Honiton lace is the most famous of all English hand-made bobbin laces and represents a textile art requiring great skill. It evolved from a combination of Flemish and English lace-making skills in Honiton, Devon. Clothes had become in the 1600s, an immediately recognisable symbol demonstrating wealth and defining a wearer's status. The evolution of lace as a fashion fabric ensured demand by both men and women for exclusive high quality pieces that commanded exorbitant prices. Fortunes were squandered and estates were mortgaged to acquire it.
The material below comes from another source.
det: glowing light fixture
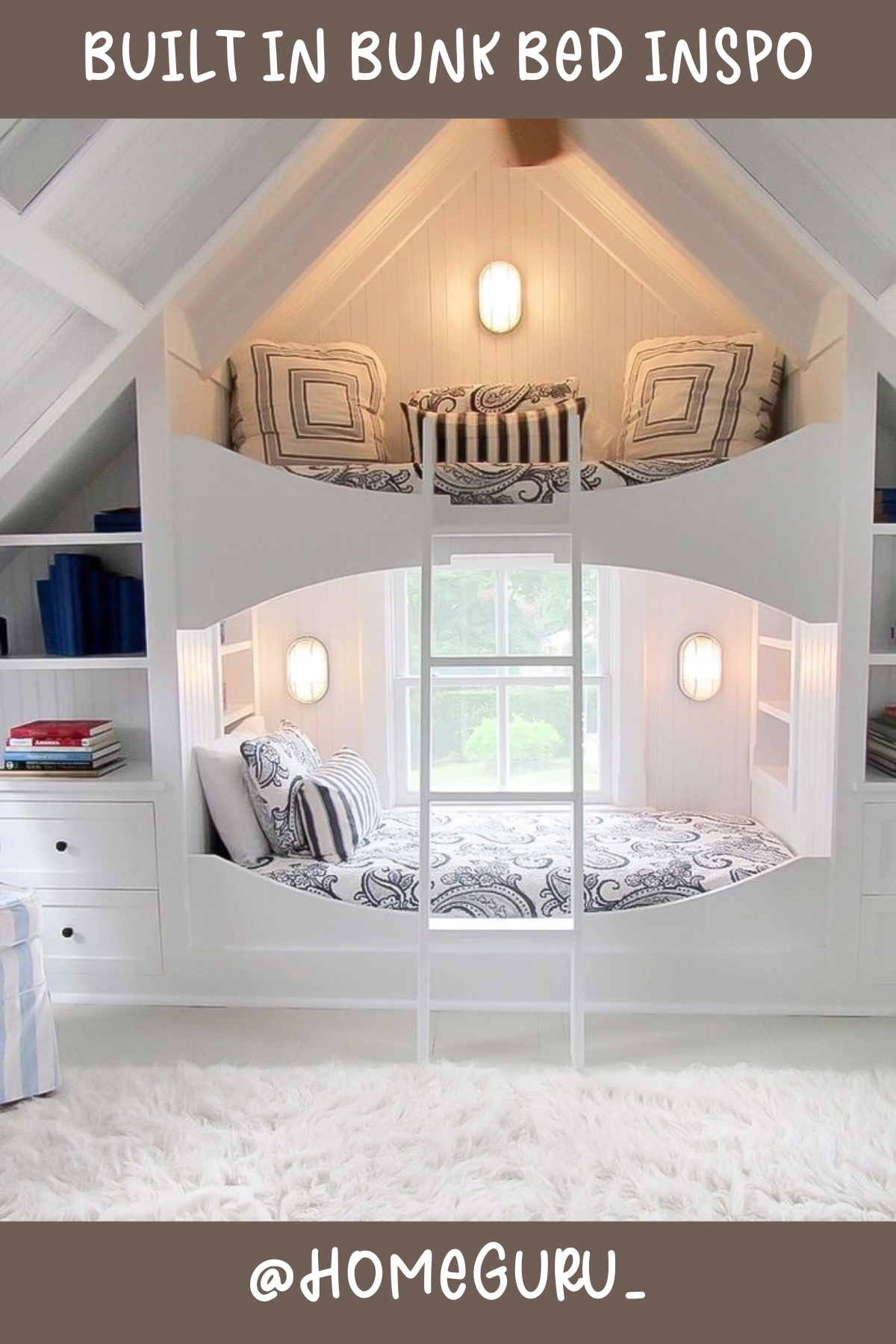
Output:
[679,635,721,700]
[286,635,329,704]
[479,261,523,335]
Such was the importance of lace, that during Queen Anne's reign (1702-1714), Honiton lace became an article of currency used to finance the Jacobite rebellion.
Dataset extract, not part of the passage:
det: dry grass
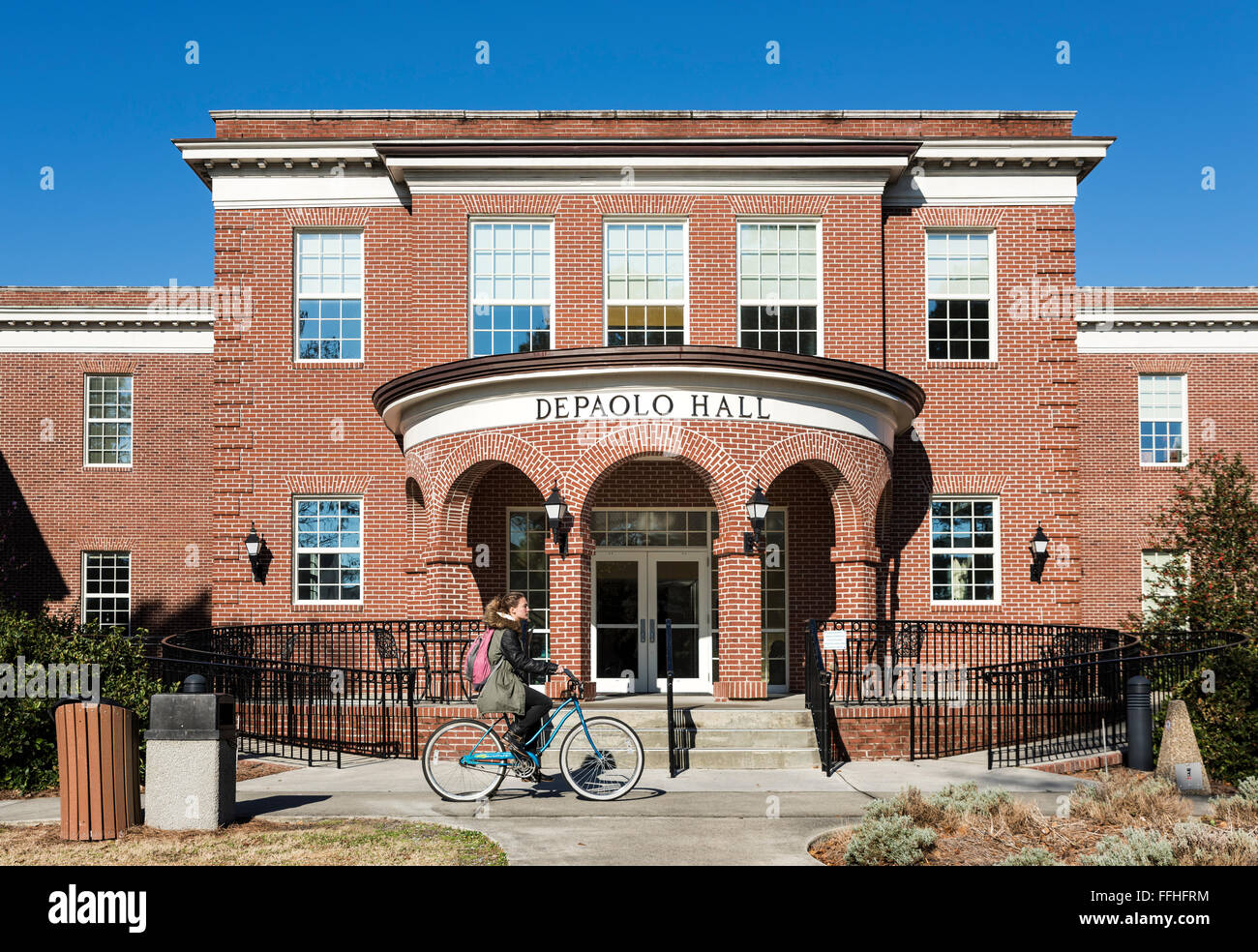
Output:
[809,771,1258,867]
[0,820,507,867]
Lace was an essential part of a lady's attire and was often given as a present. Since the early 1600s, Honiton lace has enjoyed the patronage of many members of the Royal family. Queen Adelaide had a wedding dress specially made of Honiton lace to encourage home industry. The children and grandchildren of Queen Elizabeth have been christened in a Honiton lace christening gown.
The hand-made lace industry suffered a rapid decline in the 1800s as cheap machine made lace flooded the world market. Honiton bobbin lace varied greatly in quality in the 1800s. The use of diamond net as a bonnet veil makes this an unusual accessory and an important comparative piece for other Honiton lace accessories.
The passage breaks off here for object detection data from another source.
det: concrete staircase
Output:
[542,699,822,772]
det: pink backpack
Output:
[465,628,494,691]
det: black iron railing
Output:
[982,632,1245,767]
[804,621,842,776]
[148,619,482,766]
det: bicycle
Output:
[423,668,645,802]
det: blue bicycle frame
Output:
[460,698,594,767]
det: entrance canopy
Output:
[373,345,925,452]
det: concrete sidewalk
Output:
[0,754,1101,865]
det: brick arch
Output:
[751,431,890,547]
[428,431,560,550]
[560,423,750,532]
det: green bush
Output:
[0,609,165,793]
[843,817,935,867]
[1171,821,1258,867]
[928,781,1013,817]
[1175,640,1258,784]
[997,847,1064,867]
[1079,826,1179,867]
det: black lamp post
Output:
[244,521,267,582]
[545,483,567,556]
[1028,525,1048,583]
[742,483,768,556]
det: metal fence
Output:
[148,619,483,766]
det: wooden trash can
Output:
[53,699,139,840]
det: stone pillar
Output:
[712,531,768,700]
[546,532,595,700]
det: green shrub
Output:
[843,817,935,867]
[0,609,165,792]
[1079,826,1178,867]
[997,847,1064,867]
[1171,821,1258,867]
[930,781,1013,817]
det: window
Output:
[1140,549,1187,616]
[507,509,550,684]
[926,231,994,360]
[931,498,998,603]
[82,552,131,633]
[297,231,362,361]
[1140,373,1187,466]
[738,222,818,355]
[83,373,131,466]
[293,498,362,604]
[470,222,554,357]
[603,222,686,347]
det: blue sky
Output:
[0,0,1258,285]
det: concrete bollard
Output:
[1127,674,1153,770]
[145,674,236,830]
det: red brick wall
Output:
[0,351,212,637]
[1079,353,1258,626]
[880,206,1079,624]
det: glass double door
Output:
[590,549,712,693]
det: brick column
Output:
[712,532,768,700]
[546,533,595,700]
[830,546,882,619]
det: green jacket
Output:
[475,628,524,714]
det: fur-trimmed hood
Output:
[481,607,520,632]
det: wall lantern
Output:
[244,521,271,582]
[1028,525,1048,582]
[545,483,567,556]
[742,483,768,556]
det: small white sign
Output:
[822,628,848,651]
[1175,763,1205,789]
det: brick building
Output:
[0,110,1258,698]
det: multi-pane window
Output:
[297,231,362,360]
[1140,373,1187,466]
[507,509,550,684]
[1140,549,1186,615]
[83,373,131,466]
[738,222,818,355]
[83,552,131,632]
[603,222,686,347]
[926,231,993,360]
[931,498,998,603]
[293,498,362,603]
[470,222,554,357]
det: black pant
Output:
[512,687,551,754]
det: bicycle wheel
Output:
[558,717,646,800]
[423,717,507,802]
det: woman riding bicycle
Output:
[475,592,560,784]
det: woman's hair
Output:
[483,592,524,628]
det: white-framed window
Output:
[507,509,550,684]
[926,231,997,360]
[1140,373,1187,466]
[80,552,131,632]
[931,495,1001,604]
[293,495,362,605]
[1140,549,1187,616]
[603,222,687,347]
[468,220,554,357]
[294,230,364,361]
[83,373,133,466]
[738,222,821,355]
Bonnet veil made by an unknown maker in Honiton, Devon, England between 1830 and 1840.
Honiton bobbin lace sectional on machine net (diamond). The edges of the border are machine-made diamond net that has fine twists on the side. The edge of lace is ornamented on one side and plain on the other. To the plain edge is lightly attached a strip of lace called engrelure, or footing.
Honiton hand-made bobbin lace is the best known name in English lace and takes its name from Honiton in Devon, England. Lace has been made there for over 400 years. It is likely the lace-making skill was influenced by Flemish lace-makers. Honiton was a textile town and had in place an infrastructure suited to out-workers. With trading links to London, Honiton lace quickly became popular amongst wealthy men and women. Honiton lace varied in quality from expensive as the thread used was very fine and pattern-making was time-consuming to unrecognisable lumps affectionately referred to as slugs, snails, bullock's hearts, elephant rumps and frying pans.
Good quality Honiton lace was used to decorate clothing of the nobility and the rich. Lace was made into collars, shawls, handkerchieves, bonnets and flounces. The large pieces of lace were designed by an artist and comprise lots of small sprigs. The individual sprigs were made by different home workers and assembled by a specialist. Designs are based on animals and other natural motifs with the most popular motifs in Honiton, the shamrock, rose and thistle.
From the middle of the 19th century, Honiton made a lace called guipure, with bars instead of net joining the sprigs together.
Queen Adelaide had a wedding dress specially made of Honiton lace as did Queen Victoria, Queen Alexandria and Queen Mary. Queen Elizabeth has a Honiton christening robe which has been worn by her children and grandchildren.